Able Seaman Jordan Culbert, 28, from Birr, Co Offaly, had a special surprise for long-term partner Alison Parsons.
He had purchased an engagement ring while on shore leave in Malta and got down on one knee to propose to her yesterday as their children, Farrah, 6, and Harrison, 3, looked on.
“We’ve been together for 10 years, but I wasn’t expecting this. It was a complete shock,” said Alison after accepting the proposal.
She said she was used to Jordan being away — he was on the same ship when it was on migrant rescue missions in the Mediterranean Sea in 2015.
Back then it was a purely humanitarian mission. The ship saved 4,166 migrants on that mission, which is still a record.
This time out, she saved 613, primarily because of the change from Operation Pontus to joining the EU taskforce Operation Sophia.
Captain of the LÉ Niamh, Lieutenant Commander Stuart Armstrong, explained that while the crew were involved in rescues, one of its main roles within the taskforce was surveillance and intelligence-gathering designed to disrupt people-smuggling gangs.
The ship was tasked with trying to get information which would prevent the illegal smuggling of oil and weapons into Libya, parts of which still remain lawless as various factions fight for supremacy.
Lt Cmdr Armstrong said he felt they had been very successful in providing vital intelligence on ship movements to the command centre in Italy. “We’re now part of a bigger mission with a bigger team,” he said.
But amid the work there was still some downtime. “Nearly 20 birthdays were celebrated on the mission. We ensured there was a birthday cake for all of them.”
One of those was a milestone celebration. Able Mechanic Matthew Cummings, from Laois, turned 21 while on the mission and pointed out he was lucky as it fell on a day when they were docked in Sicily and was therefore able to sample the nightlife.
Lt Cmdr Armstrong had an emotional reunion with wife Joy and their eight-month-old daughter, Olivia, yesterday.
Joy, who had travelled from Wicklow, said it had been a particularly tough time for her because her mother had died while Stuart was at sea. “But it’s great to have him home for Christmas,” she said after giving him a hug as he was first to step off the ship.
Lt Cmdr Armstrong’s parents, Joan and Hugh, were also present to welcome him home.
A first birthday party was postponed for a day so one of the crew could share it with his son, Alfie.
Katie Dowling and her partner, Gary O’Loughlin, who both live in Cobh, Co Cork, were going to celebrate Alfie’s big day yesterday, along with the homecoming.
“I really missed Gary,” said Katie.
“But we were able to speak to him on the phone on a couple of occasions and the calls definitely made things a little easier.”
Suzanne Greene is somebody who knows all about being away from home.

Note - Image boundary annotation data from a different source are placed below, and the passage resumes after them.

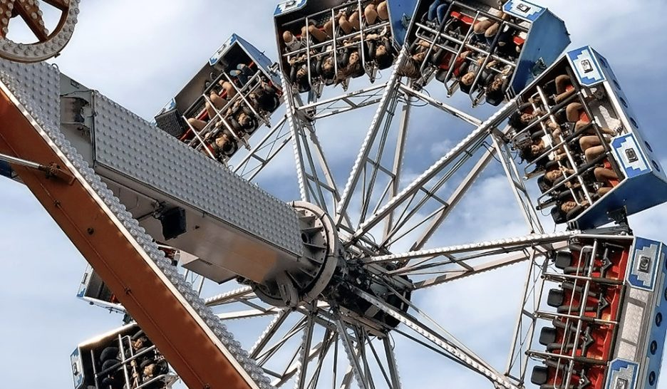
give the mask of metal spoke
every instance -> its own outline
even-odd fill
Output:
[[[358,108],[377,104],[386,83],[365,88],[354,92],[345,93],[332,98],[320,100],[315,103],[299,107],[297,110],[306,115],[316,112],[311,117],[316,121],[335,115],[348,113]]]
[[[463,155],[471,155],[478,150],[484,142],[484,140],[489,135],[490,131],[495,128],[515,108],[516,103],[512,100],[500,109],[495,115],[482,123],[467,137],[461,141],[452,150],[444,155],[440,160],[427,169],[421,175],[408,185],[400,193],[383,207],[378,212],[373,214],[363,223],[353,236],[353,239],[358,239],[365,234],[373,227],[381,222],[388,214],[394,212],[404,202],[413,198],[419,190],[422,190],[428,182],[438,175],[443,169]]]
[[[40,42],[48,40],[48,31],[44,26],[44,19],[39,9],[39,1],[14,1],[14,8],[19,11],[21,19],[26,22],[30,31],[35,34]]]
[[[291,140],[286,123],[286,117],[283,117],[239,162],[234,172],[249,181],[254,180]],[[249,166],[251,162],[255,162],[256,165]]]
[[[297,370],[296,383],[294,388],[304,389],[306,385],[306,374],[308,373],[308,360],[310,358],[311,343],[313,341],[313,331],[315,327],[314,306],[311,307],[313,311],[308,316],[306,328],[304,329],[304,336],[301,340],[301,353],[299,358],[299,368]]]
[[[398,70],[407,56],[407,51],[405,49],[400,51],[400,53],[398,55],[398,58],[392,70],[391,76],[389,76],[389,80],[387,81],[378,110],[376,112],[375,116],[373,118],[373,120],[371,122],[371,128],[366,133],[366,138],[363,140],[363,142],[361,145],[359,155],[354,162],[354,165],[350,173],[350,177],[348,178],[345,189],[343,190],[341,202],[338,204],[338,207],[336,209],[336,214],[334,218],[336,224],[338,224],[341,221],[341,215],[347,212],[347,208],[350,204],[352,196],[356,190],[356,186],[363,172],[363,167],[366,165],[368,155],[370,155],[371,147],[375,142],[376,137],[384,120],[385,116],[388,113],[387,110],[389,107],[389,104],[398,93],[398,88],[396,86],[396,83],[399,78]]]
[[[436,344],[454,358],[462,361],[467,368],[486,377],[497,386],[502,386],[507,389],[519,389],[519,387],[508,381],[502,374],[490,368],[488,364],[485,363],[483,360],[478,356],[472,354],[467,349],[462,348],[450,341],[445,339],[435,331],[422,324],[410,315],[396,310],[393,306],[384,303],[361,289],[357,289],[356,293],[358,296],[372,304],[376,307]]]
[[[385,356],[389,365],[389,375],[391,376],[391,389],[400,389],[400,376],[398,375],[398,365],[396,362],[396,355],[394,353],[393,346],[390,342],[389,336],[382,339],[384,346]]]
[[[395,261],[409,261],[413,259],[418,259],[422,258],[435,257],[438,256],[448,254],[450,255],[457,253],[474,252],[482,250],[497,249],[502,249],[503,250],[505,250],[504,252],[510,252],[512,251],[522,249],[527,246],[545,244],[557,242],[566,241],[570,237],[580,233],[581,231],[573,230],[553,234],[532,234],[524,237],[507,238],[469,244],[459,244],[456,246],[449,246],[447,247],[440,247],[438,249],[428,249],[417,251],[408,251],[405,253],[382,255],[373,258],[368,258],[366,261],[367,263],[381,263]],[[487,254],[482,254],[476,256],[482,256],[485,255]]]
[[[274,320],[269,323],[269,326],[259,336],[259,338],[257,339],[252,348],[250,348],[250,351],[248,352],[250,358],[256,358],[257,357],[257,355],[262,352],[271,338],[273,338],[273,336],[276,334],[278,328],[285,322],[285,320],[291,312],[291,309],[283,309],[276,315]]]
[[[223,293],[217,296],[209,297],[205,300],[205,302],[206,303],[206,305],[209,306],[215,306],[231,302],[235,302],[237,301],[239,299],[249,296],[254,296],[254,292],[252,291],[252,288],[250,286],[243,286],[242,288],[239,288],[238,289],[234,289],[233,291]]]
[[[500,157],[500,162],[505,170],[507,180],[510,182],[512,192],[519,204],[521,213],[526,220],[528,228],[530,229],[531,232],[544,233],[544,229],[542,228],[539,217],[537,216],[537,208],[530,199],[530,195],[524,185],[524,180],[519,175],[519,170],[517,169],[517,164],[512,157],[510,146],[507,142],[500,139],[501,135],[493,133],[491,138],[493,140],[493,146],[497,151],[497,154]]]
[[[345,353],[347,355],[348,361],[350,362],[350,366],[352,368],[352,371],[354,374],[354,376],[357,379],[357,383],[360,387],[362,388],[362,389],[371,389],[368,386],[368,383],[366,380],[365,377],[362,374],[361,365],[359,365],[357,353],[352,344],[352,341],[350,339],[350,336],[348,334],[346,324],[343,323],[343,319],[341,319],[340,317],[336,319],[336,326],[338,328],[338,336],[341,338],[341,342],[343,344],[343,348],[345,350]],[[360,353],[361,347],[361,346],[360,346]]]
[[[436,211],[437,214],[431,219],[428,227],[422,232],[419,238],[413,244],[410,250],[420,250],[424,247],[424,245],[426,244],[428,239],[433,236],[433,234],[435,233],[445,219],[447,219],[447,217],[449,216],[450,212],[454,209],[463,198],[464,194],[470,189],[470,187],[472,186],[477,177],[482,173],[482,171],[484,170],[487,165],[489,165],[489,162],[491,162],[495,152],[495,150],[487,150],[485,152],[482,158],[477,161],[477,164],[475,164],[470,170],[470,172],[468,173],[465,178],[463,179],[463,181],[457,187],[456,190],[454,190],[451,196],[445,201],[445,204],[440,207]]]
[[[51,5],[61,11],[66,11],[69,8],[68,0],[43,0],[47,4]]]

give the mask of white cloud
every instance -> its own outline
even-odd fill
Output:
[[[667,76],[656,55],[667,43],[661,31],[667,11],[664,1],[541,3],[566,21],[575,44],[591,44],[614,65],[631,100],[646,102],[636,105],[636,110],[648,129],[648,138],[655,140],[654,144],[665,144],[658,130],[666,101],[654,85]],[[229,0],[170,2],[168,6],[157,0],[84,2],[74,38],[56,62],[63,73],[151,119],[232,32],[275,58],[274,1],[244,4],[239,7]],[[440,88],[433,95],[440,98],[442,93]],[[370,111],[320,123],[319,135],[341,186],[368,130]],[[469,108],[466,111],[473,112]],[[480,112],[487,111],[474,112],[483,117]],[[423,110],[415,108],[413,113]],[[424,152],[428,158],[445,152],[455,143],[452,139],[467,130],[453,126],[454,130],[447,128],[445,133],[441,123],[434,125],[434,117],[415,113],[413,118],[415,123],[428,125],[418,128],[420,136],[410,137],[411,151]],[[279,181],[286,174],[279,167],[291,162],[291,145],[283,152],[286,155],[267,171],[268,185],[281,185]],[[406,164],[405,182],[418,175],[420,170],[414,166],[430,164],[419,152],[410,154],[410,158],[423,159]],[[272,186],[266,189],[283,192]],[[667,206],[663,205],[631,218],[631,224],[637,234],[667,242],[666,217]],[[433,246],[525,232],[505,178],[493,175],[475,185],[448,223]],[[3,370],[3,382],[11,388],[41,387],[48,377],[48,387],[68,388],[71,385],[69,353],[78,343],[117,326],[120,318],[74,298],[84,261],[31,194],[6,181],[0,181],[0,247],[6,269],[5,280],[0,283],[5,318],[0,331],[6,334],[0,349],[11,351],[0,356],[0,363],[13,368]],[[429,289],[415,295],[415,301],[500,368],[509,349],[508,328],[518,308],[517,288],[522,282],[522,266],[515,266]],[[429,358],[431,354],[420,353],[396,338],[397,350],[403,351],[399,363],[405,387],[442,388],[443,377],[450,388],[477,383],[443,358]],[[35,363],[40,365],[39,374],[33,373]],[[658,388],[667,388],[667,383],[663,380]]]

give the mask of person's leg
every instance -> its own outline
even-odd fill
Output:
[[[606,167],[596,167],[593,170],[593,175],[595,175],[595,180],[598,182],[609,184],[611,180],[616,180],[619,176],[611,169]]]
[[[489,19],[480,21],[472,26],[472,32],[477,34],[483,34],[492,26],[493,26],[493,21]]]
[[[326,35],[326,33],[312,24],[308,26],[308,33],[320,43],[329,39],[329,36]]]
[[[343,32],[344,32],[346,35],[352,33],[352,31],[353,31],[352,24],[351,24],[350,21],[348,20],[348,17],[346,14],[343,14],[342,15],[341,15],[341,19],[338,19],[338,26],[341,26],[341,28],[343,30]]]
[[[449,1],[443,1],[443,4],[438,6],[436,14],[438,14],[438,24],[442,25],[447,19],[447,11],[449,9]]]
[[[442,0],[433,0],[433,2],[428,6],[428,14],[426,16],[426,19],[428,21],[435,21],[438,19],[438,7],[440,6]]]
[[[350,25],[352,26],[352,28],[356,31],[359,31],[361,28],[361,16],[359,15],[359,9],[357,8],[354,12],[350,15],[350,17],[348,19],[350,21]]]
[[[211,105],[208,101],[205,104],[206,113],[209,115],[209,120],[215,118],[215,110],[213,109],[213,106]]]
[[[213,103],[213,105],[219,110],[224,108],[227,105],[227,100],[221,98],[215,92],[211,92],[211,103]]]
[[[206,122],[204,120],[200,120],[198,119],[194,119],[190,118],[187,120],[187,123],[192,126],[192,128],[197,130],[197,131],[201,131],[206,127]]]
[[[601,145],[602,145],[602,142],[600,142],[600,138],[596,135],[586,135],[579,138],[579,146],[584,151]]]
[[[556,78],[556,93],[561,94],[565,92],[567,90],[568,86],[572,85],[572,82],[570,80],[569,76],[567,74],[562,74]]]
[[[590,162],[597,158],[604,153],[604,146],[594,146],[586,149],[584,154],[586,155],[586,160]]]
[[[229,81],[220,81],[220,86],[222,87],[222,90],[227,92],[227,98],[232,98],[236,95],[236,88],[234,88],[234,85],[232,85],[232,83]]]
[[[292,35],[291,31],[285,31],[283,33],[283,41],[285,42],[285,44],[289,44],[295,39],[294,36]]]
[[[378,4],[378,17],[381,20],[389,20],[389,9],[387,7],[387,0]]]
[[[375,24],[378,21],[378,9],[373,4],[368,4],[363,9],[363,16],[366,16],[368,25]]]
[[[498,31],[500,29],[500,24],[497,22],[494,23],[493,24],[491,25],[490,27],[489,27],[488,28],[486,29],[486,31],[484,31],[484,36],[485,36],[487,38],[491,38],[492,36],[495,36],[495,35],[498,33]]]
[[[324,24],[324,32],[330,37],[334,37],[334,19],[331,19]]]
[[[565,108],[565,116],[567,121],[570,123],[576,123],[579,121],[579,111],[584,105],[581,103],[571,103]]]
[[[596,191],[598,196],[602,197],[609,193],[613,188],[611,187],[602,187]]]

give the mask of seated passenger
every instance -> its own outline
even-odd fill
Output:
[[[398,76],[408,77],[413,80],[420,78],[422,76],[420,69],[426,58],[426,53],[430,46],[430,43],[425,41],[420,41],[415,43],[412,50],[413,55],[405,58],[405,61],[398,67]]]
[[[507,14],[503,13],[500,19],[502,20],[505,20],[509,16]],[[472,43],[490,47],[493,43],[496,35],[500,32],[500,23],[495,20],[488,19],[478,20],[475,25],[472,26],[473,35],[471,36]],[[510,36],[511,35],[505,33],[504,41],[507,41],[507,38]]]
[[[510,61],[515,61],[521,52],[522,46],[515,42],[517,31],[510,26],[506,26],[500,31],[496,44],[495,53]]]
[[[482,69],[482,65],[484,64],[484,58],[477,58],[476,61],[470,63],[467,66],[467,73],[461,76],[459,81],[461,90],[466,93],[473,92],[472,90],[472,84],[475,83],[475,79],[477,78],[477,73],[481,71],[479,80],[477,80],[477,87],[486,85],[490,83],[494,76],[493,67],[497,63],[495,61],[489,61],[486,66]]]
[[[366,23],[370,26],[375,24],[378,20],[386,21],[389,20],[389,10],[387,9],[387,1],[373,0],[363,10]]]
[[[285,51],[287,53],[296,51],[301,48],[301,39],[294,36],[290,31],[283,33],[283,42],[285,43]]]
[[[314,54],[314,52],[311,53]],[[311,89],[310,80],[308,74],[308,57],[304,53],[298,57],[293,57],[289,60],[291,66],[289,80],[294,83],[299,93],[308,92]],[[314,72],[316,63],[311,63],[311,71]]]
[[[384,70],[391,66],[396,57],[391,40],[386,33],[382,35],[369,34],[366,37],[368,52],[371,60],[375,61],[378,68]]]
[[[552,164],[551,166],[547,167],[547,172],[544,172],[544,182],[548,185],[549,187],[552,187],[561,179],[564,178],[566,175],[571,176],[574,174],[574,170],[572,169],[559,166],[557,163]],[[573,185],[572,182],[567,182],[565,186],[566,187],[572,188],[575,187],[576,185]]]
[[[254,76],[254,72],[250,70],[250,68],[245,63],[239,63],[236,69],[229,72],[229,75],[238,80],[241,88],[243,88],[245,84],[248,83],[248,81]]]
[[[266,113],[272,113],[280,105],[280,98],[276,90],[264,80],[259,81],[257,90],[248,95],[248,100],[256,110]]]
[[[347,49],[348,53],[343,54],[342,62],[346,63],[345,67],[338,70],[336,75],[336,85],[347,80],[350,77],[358,77],[363,74],[363,65],[361,63],[361,56],[356,49]]]
[[[546,113],[539,108],[534,110],[534,103],[532,99],[529,99],[527,103],[519,105],[517,112],[510,116],[510,125],[517,132],[524,130],[545,115]]]
[[[562,212],[567,221],[572,220],[580,214],[586,207],[589,206],[587,200],[583,200],[579,203],[570,197],[569,199],[560,202],[557,202],[557,207]]]
[[[220,160],[224,160],[225,157],[231,157],[239,149],[232,133],[227,129],[222,130],[222,134],[215,139],[213,145],[213,154]]]
[[[433,0],[433,2],[428,6],[426,20],[433,24],[437,23],[438,26],[443,26],[447,20],[447,11],[451,4],[452,2],[448,0]]]
[[[461,76],[467,73],[468,63],[466,58],[472,54],[472,51],[467,50],[458,56],[454,55],[443,48],[437,51],[433,56],[432,61],[438,70],[435,75],[435,78],[443,83],[446,83],[447,74],[451,73],[451,76],[458,80]],[[451,68],[451,72],[450,69]]]
[[[611,140],[611,138],[607,138],[605,137],[604,140],[609,142]],[[605,152],[605,147],[602,143],[602,140],[600,140],[600,137],[597,135],[585,135],[579,138],[579,145],[581,147],[581,150],[584,152],[586,160],[588,162],[595,160]]]
[[[227,83],[231,86],[229,83]],[[215,106],[215,108],[218,110],[222,110],[227,105],[227,100],[221,98],[219,95],[216,93],[214,91],[211,92],[210,96],[211,103],[213,103],[213,105]],[[211,106],[211,104],[208,101],[205,104],[205,108],[206,110],[207,115],[208,115],[208,120],[212,120],[215,118],[216,113],[215,110],[213,109],[213,107]],[[201,131],[206,128],[206,125],[208,123],[208,120],[201,120],[200,119],[195,119],[194,118],[190,118],[187,119],[187,123],[192,126],[192,128],[197,130],[197,131]]]
[[[572,85],[572,81],[569,78],[569,76],[567,74],[562,74],[556,77],[555,79],[556,84],[556,95],[554,96],[554,103],[555,104],[560,104],[562,102],[564,101],[567,98],[570,97],[576,90],[574,88],[574,86]]]
[[[358,7],[348,8],[346,10],[341,9],[338,11],[338,26],[346,35],[349,35],[355,31],[359,31],[361,23],[359,22],[359,9]]]
[[[521,149],[519,153],[521,157],[524,160],[533,162],[536,158],[549,150],[552,146],[551,137],[547,135],[534,140],[529,145]],[[551,161],[559,160],[564,157],[565,152],[562,148],[553,150],[546,156],[546,157]],[[539,161],[539,163],[546,165],[547,162],[547,160]]]
[[[234,96],[236,95],[237,90],[236,88],[234,88],[234,85],[232,85],[232,83],[229,81],[220,80],[218,81],[218,83],[220,85],[220,86],[222,87],[222,92],[224,93],[228,100],[233,98]]]
[[[486,90],[486,100],[492,105],[498,105],[505,99],[510,88],[512,68],[507,65],[492,78]]]
[[[606,194],[611,190],[611,188],[619,185],[619,176],[609,167],[611,165],[608,165],[607,162],[604,167],[596,167],[593,171],[595,180],[602,184],[596,192],[600,196]]]

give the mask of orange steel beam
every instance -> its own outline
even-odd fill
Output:
[[[0,152],[67,170],[0,89]],[[78,173],[73,182],[12,168],[104,280],[190,389],[252,389],[256,384],[139,244]]]

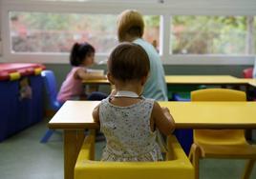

As she waited for her husband to alight from the ship, Suzanne, who lives in Dublin, explained that she’s a medic in the army.
By coincidence, so too is husband Philip.
He was on LÉ Niamh to provide medical assistance to any injured migrants.
The couple’s two children, Eoghan, 7, and Aoibhe, 4, were waving flags and clearly thrilled to see dad back home.
“Before we had the children we both served abroad on missions in Chad and the Lebanon,” said Suzanne.
For Marie Scott, it was the second time she had turned up to the naval base to welcome home her husband, Chris, who is a leading seaman. He previously served in the Mediterranean in 2015 aboard LÉ Samuel Beckett.
“It doesn’t get any easier,” said Marie, who lives in Churchtown, Co Cork.
She said her three children, aged 14 to 5, “really missed him” and that it was great he was home.